Last night, there were differing reports as to Mr Kovtun's condition. Some media reports said he was in a coma, which his lawyers denied vehemently. But his condition was sufficiently grave for the Russian prosecutor's office to announce it was treating his condition as an attempted murder caused by a form of radioactive poisoning.

Russian authorities have also opened their own parallel murder hunt into the death of Mr Litvinenko in London.

The British embassy in Moscow has pointedly refused to confirm who detectives were meeting in the Russian capital, insisting that they could not report the details of an ongoing investigation. However, an embassy spokesman has confirmed that the Russian authorities have been co-operative.

It is believed that British detectives postponed plans to speak with Mr Lugovoy yesterday, although he has repeatedly insisted through the Russian media he has nothing to hide and wants to help the investigation.

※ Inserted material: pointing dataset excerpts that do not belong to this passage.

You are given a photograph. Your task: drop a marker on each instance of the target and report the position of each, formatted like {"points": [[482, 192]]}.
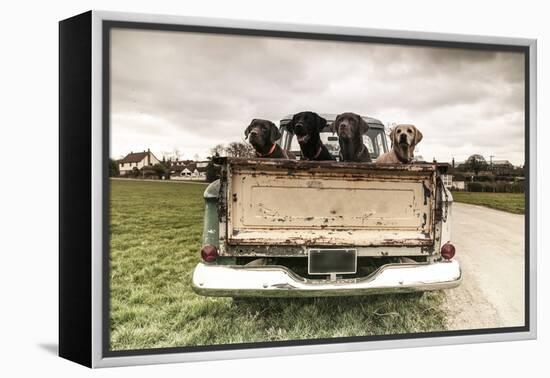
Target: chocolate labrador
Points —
{"points": [[262, 135], [350, 128], [307, 127], [404, 139]]}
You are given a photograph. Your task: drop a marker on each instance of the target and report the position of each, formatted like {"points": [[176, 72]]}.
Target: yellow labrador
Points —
{"points": [[404, 139]]}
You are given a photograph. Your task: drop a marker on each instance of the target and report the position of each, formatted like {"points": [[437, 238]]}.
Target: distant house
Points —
{"points": [[502, 163], [189, 170], [450, 183], [136, 160]]}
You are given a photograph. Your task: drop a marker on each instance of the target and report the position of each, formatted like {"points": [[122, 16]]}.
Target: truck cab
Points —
{"points": [[374, 139]]}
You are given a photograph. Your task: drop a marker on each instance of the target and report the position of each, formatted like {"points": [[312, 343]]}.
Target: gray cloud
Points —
{"points": [[191, 91]]}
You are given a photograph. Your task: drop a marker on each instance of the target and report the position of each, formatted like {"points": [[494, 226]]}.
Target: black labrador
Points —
{"points": [[262, 135], [350, 128], [307, 127]]}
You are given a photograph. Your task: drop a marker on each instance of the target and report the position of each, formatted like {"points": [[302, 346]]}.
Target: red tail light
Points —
{"points": [[448, 251], [209, 253]]}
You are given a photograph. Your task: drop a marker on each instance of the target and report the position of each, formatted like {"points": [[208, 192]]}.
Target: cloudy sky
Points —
{"points": [[191, 91]]}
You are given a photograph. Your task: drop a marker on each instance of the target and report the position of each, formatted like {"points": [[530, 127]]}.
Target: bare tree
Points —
{"points": [[239, 149], [218, 150]]}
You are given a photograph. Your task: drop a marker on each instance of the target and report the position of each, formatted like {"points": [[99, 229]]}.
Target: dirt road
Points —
{"points": [[490, 248]]}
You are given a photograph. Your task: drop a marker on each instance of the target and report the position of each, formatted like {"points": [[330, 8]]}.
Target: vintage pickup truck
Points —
{"points": [[297, 228]]}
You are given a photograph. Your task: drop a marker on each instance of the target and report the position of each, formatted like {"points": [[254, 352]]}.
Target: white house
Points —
{"points": [[136, 160]]}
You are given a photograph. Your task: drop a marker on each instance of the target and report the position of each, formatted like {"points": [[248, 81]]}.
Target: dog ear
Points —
{"points": [[417, 136], [247, 131], [274, 132], [321, 123], [363, 126]]}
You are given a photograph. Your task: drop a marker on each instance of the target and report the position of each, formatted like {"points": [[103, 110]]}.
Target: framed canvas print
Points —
{"points": [[234, 189]]}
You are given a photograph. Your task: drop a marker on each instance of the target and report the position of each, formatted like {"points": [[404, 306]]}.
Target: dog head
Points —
{"points": [[306, 126], [404, 138], [350, 128], [262, 134]]}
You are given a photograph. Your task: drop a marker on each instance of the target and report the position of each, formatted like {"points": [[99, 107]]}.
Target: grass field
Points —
{"points": [[510, 202], [155, 240]]}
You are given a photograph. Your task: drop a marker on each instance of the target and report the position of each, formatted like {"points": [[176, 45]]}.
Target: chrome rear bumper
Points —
{"points": [[279, 281]]}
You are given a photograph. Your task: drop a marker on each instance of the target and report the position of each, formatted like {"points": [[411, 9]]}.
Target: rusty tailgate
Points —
{"points": [[279, 202]]}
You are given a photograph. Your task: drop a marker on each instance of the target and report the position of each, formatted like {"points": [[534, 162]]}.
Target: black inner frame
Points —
{"points": [[108, 25]]}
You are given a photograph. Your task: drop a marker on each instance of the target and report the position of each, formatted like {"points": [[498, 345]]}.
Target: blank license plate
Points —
{"points": [[332, 261]]}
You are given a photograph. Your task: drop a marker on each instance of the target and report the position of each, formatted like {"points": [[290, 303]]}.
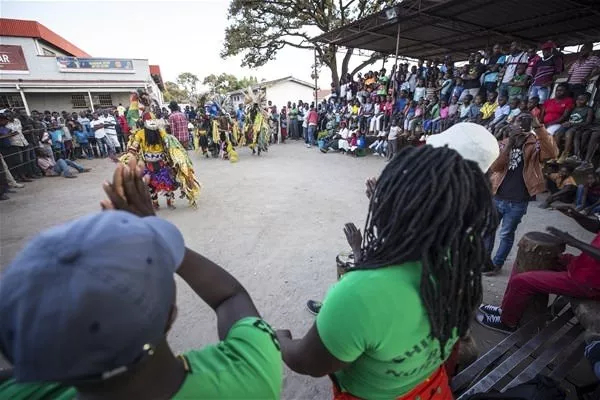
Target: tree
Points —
{"points": [[175, 93], [260, 28], [224, 83]]}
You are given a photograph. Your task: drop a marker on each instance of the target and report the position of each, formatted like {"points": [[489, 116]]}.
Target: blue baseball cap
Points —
{"points": [[89, 298]]}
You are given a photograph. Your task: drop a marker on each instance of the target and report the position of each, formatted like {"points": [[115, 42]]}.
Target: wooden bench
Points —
{"points": [[529, 351]]}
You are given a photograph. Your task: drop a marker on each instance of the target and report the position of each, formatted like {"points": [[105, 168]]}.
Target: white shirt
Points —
{"points": [[109, 120], [100, 133]]}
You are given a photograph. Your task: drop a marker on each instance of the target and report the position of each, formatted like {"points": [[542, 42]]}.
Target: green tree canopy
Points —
{"points": [[260, 28]]}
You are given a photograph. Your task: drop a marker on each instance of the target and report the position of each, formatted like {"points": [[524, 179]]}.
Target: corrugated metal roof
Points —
{"points": [[435, 28], [33, 29]]}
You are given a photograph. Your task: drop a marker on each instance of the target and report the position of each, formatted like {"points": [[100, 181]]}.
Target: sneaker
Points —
{"points": [[493, 322], [314, 306], [490, 309]]}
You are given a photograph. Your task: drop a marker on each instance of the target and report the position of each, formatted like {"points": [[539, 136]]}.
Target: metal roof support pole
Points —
{"points": [[91, 101]]}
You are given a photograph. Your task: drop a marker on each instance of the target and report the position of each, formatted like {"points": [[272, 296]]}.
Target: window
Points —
{"points": [[79, 101], [104, 100], [11, 100]]}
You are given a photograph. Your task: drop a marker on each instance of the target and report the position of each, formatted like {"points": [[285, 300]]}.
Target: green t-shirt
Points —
{"points": [[247, 364], [375, 321]]}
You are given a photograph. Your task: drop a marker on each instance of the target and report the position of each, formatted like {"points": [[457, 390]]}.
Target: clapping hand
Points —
{"points": [[128, 191]]}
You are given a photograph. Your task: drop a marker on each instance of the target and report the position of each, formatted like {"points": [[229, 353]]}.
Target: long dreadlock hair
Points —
{"points": [[431, 205]]}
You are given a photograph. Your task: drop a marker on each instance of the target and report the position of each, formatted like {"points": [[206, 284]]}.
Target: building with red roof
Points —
{"points": [[41, 70]]}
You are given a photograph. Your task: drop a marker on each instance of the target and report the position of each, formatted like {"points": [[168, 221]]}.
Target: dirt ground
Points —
{"points": [[274, 222]]}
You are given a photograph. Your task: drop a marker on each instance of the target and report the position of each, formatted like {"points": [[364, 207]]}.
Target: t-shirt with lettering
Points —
{"points": [[247, 364], [375, 321]]}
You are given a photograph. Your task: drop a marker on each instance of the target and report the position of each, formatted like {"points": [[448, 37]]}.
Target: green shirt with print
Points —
{"points": [[375, 321], [247, 364]]}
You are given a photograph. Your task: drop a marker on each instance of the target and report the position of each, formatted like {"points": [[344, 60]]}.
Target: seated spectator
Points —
{"points": [[500, 114], [465, 108], [579, 119], [561, 185], [517, 87], [587, 199], [108, 338], [475, 110], [586, 66], [575, 276], [60, 167], [354, 340], [419, 90], [557, 110], [488, 109], [458, 89], [543, 71]]}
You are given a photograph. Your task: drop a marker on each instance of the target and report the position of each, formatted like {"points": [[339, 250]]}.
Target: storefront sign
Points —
{"points": [[111, 65], [12, 60]]}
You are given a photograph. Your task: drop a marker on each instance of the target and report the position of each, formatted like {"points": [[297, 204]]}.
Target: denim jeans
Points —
{"points": [[589, 200], [510, 213], [542, 92], [62, 167]]}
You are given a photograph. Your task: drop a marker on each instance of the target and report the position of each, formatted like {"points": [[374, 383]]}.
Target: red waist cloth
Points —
{"points": [[436, 387]]}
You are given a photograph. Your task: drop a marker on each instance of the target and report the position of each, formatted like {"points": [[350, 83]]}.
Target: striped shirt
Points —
{"points": [[545, 69], [581, 69], [178, 124]]}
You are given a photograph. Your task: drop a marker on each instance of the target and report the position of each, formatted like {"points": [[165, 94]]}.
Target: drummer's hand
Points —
{"points": [[128, 191], [370, 183], [564, 236]]}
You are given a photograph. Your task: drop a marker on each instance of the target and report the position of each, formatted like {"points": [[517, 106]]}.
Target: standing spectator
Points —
{"points": [[516, 177], [515, 58], [20, 157], [104, 143], [110, 128], [543, 72], [178, 124], [582, 70], [557, 110], [472, 81]]}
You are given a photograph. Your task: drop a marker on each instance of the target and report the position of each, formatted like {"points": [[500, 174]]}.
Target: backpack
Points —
{"points": [[539, 388]]}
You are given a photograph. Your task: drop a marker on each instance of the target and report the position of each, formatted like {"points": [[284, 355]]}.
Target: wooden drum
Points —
{"points": [[344, 261], [538, 251]]}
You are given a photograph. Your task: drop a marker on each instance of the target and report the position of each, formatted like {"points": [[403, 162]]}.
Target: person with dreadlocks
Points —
{"points": [[387, 327]]}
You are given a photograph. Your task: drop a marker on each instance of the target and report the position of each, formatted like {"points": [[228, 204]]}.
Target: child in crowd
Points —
{"points": [[465, 108], [419, 90], [561, 185], [488, 109], [579, 119], [518, 85], [393, 139], [458, 89], [475, 109], [431, 91], [587, 198], [533, 106], [82, 140], [446, 87], [500, 114]]}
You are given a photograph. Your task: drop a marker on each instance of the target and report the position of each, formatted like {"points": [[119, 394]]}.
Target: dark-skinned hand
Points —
{"points": [[128, 191], [563, 236]]}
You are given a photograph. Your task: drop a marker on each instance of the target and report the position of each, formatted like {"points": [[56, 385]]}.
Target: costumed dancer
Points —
{"points": [[256, 125]]}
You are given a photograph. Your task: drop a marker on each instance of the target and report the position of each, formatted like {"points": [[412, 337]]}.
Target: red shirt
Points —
{"points": [[178, 124], [584, 269], [555, 108]]}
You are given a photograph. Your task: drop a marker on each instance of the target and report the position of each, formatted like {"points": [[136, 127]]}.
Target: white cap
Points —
{"points": [[473, 142]]}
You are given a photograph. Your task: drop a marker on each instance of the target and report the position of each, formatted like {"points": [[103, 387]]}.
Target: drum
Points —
{"points": [[538, 251], [344, 262]]}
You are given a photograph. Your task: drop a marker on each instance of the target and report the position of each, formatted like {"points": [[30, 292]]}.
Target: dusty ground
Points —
{"points": [[274, 222]]}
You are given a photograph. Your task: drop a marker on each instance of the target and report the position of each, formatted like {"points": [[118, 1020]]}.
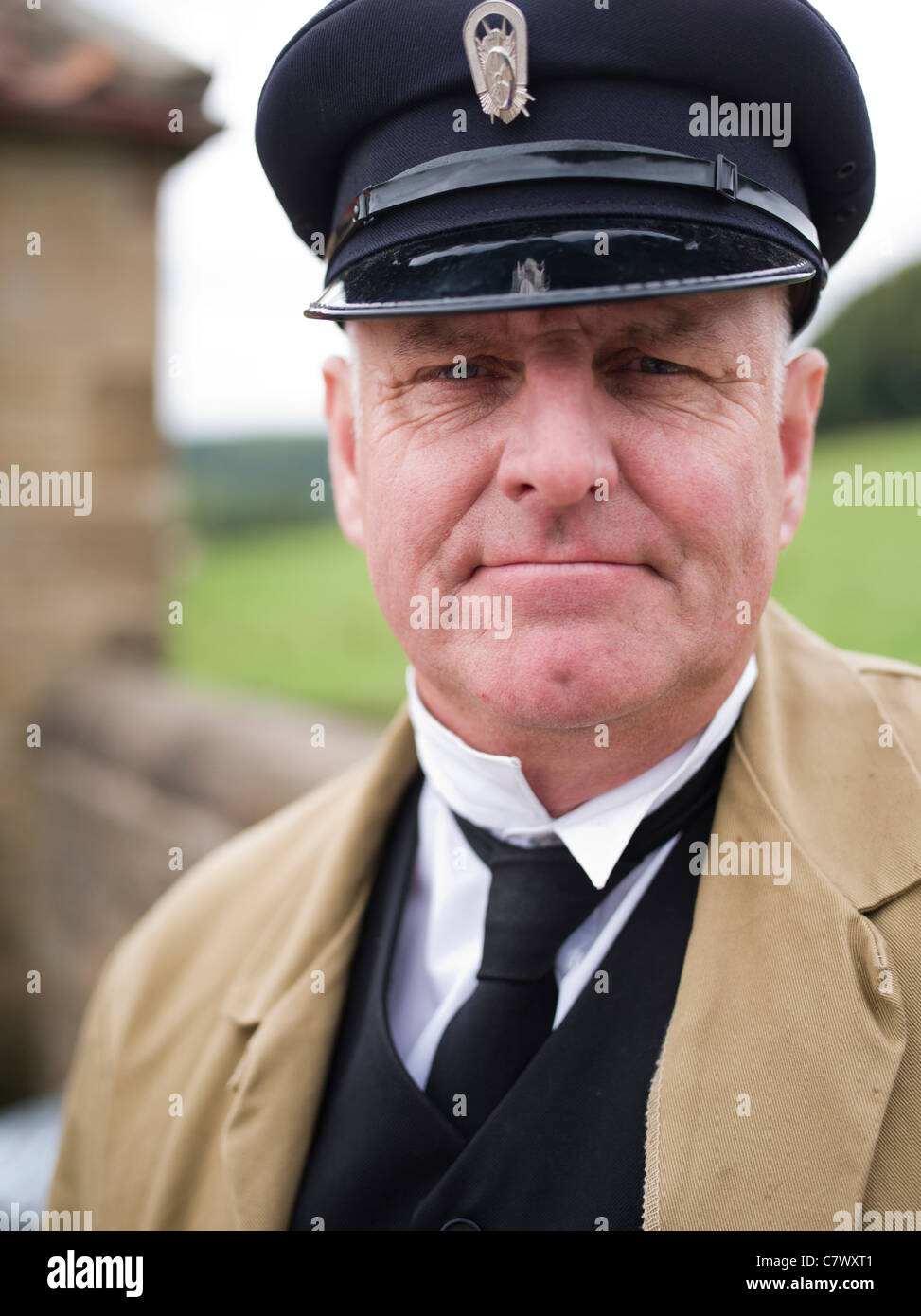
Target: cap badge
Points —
{"points": [[499, 58]]}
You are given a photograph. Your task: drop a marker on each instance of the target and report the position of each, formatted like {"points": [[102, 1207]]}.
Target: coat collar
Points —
{"points": [[806, 756], [786, 1038]]}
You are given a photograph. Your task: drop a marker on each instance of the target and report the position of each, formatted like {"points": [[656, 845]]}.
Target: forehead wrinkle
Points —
{"points": [[664, 323]]}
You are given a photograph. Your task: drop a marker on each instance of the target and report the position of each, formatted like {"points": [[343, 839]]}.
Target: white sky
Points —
{"points": [[235, 279]]}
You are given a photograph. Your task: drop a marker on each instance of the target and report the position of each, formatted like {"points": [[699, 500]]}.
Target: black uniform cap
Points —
{"points": [[371, 132]]}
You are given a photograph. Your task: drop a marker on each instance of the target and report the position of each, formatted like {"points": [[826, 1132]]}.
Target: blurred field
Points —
{"points": [[291, 613]]}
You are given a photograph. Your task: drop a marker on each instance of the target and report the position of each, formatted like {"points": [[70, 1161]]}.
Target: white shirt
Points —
{"points": [[439, 941]]}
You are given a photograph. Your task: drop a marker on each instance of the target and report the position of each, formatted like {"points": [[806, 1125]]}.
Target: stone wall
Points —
{"points": [[133, 765]]}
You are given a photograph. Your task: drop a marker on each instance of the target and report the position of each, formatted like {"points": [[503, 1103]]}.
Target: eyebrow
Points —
{"points": [[678, 326]]}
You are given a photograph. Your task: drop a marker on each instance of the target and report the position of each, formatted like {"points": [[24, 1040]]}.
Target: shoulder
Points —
{"points": [[196, 934]]}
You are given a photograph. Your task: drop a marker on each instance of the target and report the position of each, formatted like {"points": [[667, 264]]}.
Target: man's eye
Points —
{"points": [[657, 366], [458, 370]]}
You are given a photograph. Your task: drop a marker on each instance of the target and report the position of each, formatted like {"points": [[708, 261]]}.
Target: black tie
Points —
{"points": [[537, 898]]}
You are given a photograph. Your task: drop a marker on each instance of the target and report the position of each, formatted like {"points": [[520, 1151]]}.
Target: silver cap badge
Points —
{"points": [[499, 58]]}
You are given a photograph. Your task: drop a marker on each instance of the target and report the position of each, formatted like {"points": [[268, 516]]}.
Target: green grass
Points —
{"points": [[853, 573], [291, 613]]}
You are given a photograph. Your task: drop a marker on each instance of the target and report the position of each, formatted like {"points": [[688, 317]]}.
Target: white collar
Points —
{"points": [[492, 791]]}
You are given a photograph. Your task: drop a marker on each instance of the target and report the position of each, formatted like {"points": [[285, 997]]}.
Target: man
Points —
{"points": [[617, 930]]}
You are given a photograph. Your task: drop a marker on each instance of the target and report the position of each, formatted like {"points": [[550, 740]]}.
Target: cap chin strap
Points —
{"points": [[567, 159]]}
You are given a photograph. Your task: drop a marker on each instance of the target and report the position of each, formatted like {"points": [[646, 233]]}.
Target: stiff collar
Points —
{"points": [[491, 790]]}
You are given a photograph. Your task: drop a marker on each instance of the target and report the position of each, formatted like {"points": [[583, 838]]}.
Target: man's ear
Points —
{"points": [[802, 399], [343, 455]]}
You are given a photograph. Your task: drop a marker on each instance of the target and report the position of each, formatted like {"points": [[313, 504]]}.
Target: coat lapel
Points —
{"points": [[785, 1009], [289, 996], [779, 1007]]}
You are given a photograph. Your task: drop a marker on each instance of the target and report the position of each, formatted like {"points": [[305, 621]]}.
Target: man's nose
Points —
{"points": [[560, 446]]}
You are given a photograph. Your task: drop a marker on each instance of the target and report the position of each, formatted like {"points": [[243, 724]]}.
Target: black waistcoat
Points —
{"points": [[565, 1147]]}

In London, there was also some confusion about the burial rites for Mr Litvinenko who, according to some reports, made a deathbed conversion to Islam last month. He was buried at Highgate cemetery in a sealed casket in an Islamic funeral ceremony, but was not first taken to a mosque, because of concerns about radiation emissions from his body.

The separate - but intertwined - allegation from former Russian prime minister Yegor Gaidar that he became seriously ill while attending an academic conference at NUI Maynooth was also aired again yesterday in the Russian media.

In a newspaper article, Dr Gaidar wrote of his love for Ireland but concluded that since doctors could not find any alternative cause for his sudden illness, he believes he was poisoned by enemies of the Kremlin. Dr Gaidar's doctors in both Dublin and Moscow have declined to confirm he was poisoned, although they noted sudden changes in his metabolism.